Tomm Pfitzenmaier with Summit Commodity Brokerage says corn is being pushed by strong demand from ethanol and exports.
USDA reported another 15.5 million bushels of flash sales Thursday morning and weekly exports of 142 million bushels, the highest in 3 1/2 years.
But how much higher can corn go before U.S. prices becomes unattractive to exporters?
Pfitzenmaier says, “That’s the key isn’t it? I mean it’s getting more expensive for them as the dollar has been quite firm that doesn’t help. China has bought a little bit of corn but they don’t seem inclined to buy much.”
The charts look positive for corn with December above the 50 and 100 day moving averages which may be attracting some fund buying.
However, that contract is getting close to the next layer of chart resistance and the October high of $4.34 which he says may be difficult to get through.
Soybeans also saw strong weekly exports of over 79 million and another 7.3 million bushels of flash sales to unknown.
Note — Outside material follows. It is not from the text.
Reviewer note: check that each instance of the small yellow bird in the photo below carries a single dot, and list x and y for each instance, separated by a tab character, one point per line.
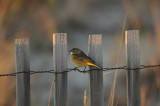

However the market had a disappointing close running into chart resistance.
Pfitzenmaier says he is concerned that soybean export buying has run its course especially with South America now receiving rains.
Wheat followed corn and got some help from a weaker dollar and decent exports.
However, wheat continues to run into technical resistance.
Cattle futures recovered with higher cash trade at mostly $190 in the South, up $2 and up to $192 in the North.
Pfitzenmaier thinks cash and futures can continue to grind higher taking out the old highs and getting December live cattle above $190.
Lean hog futures made fresh for the move highs then scored a reversal so he thinks that market may be topping.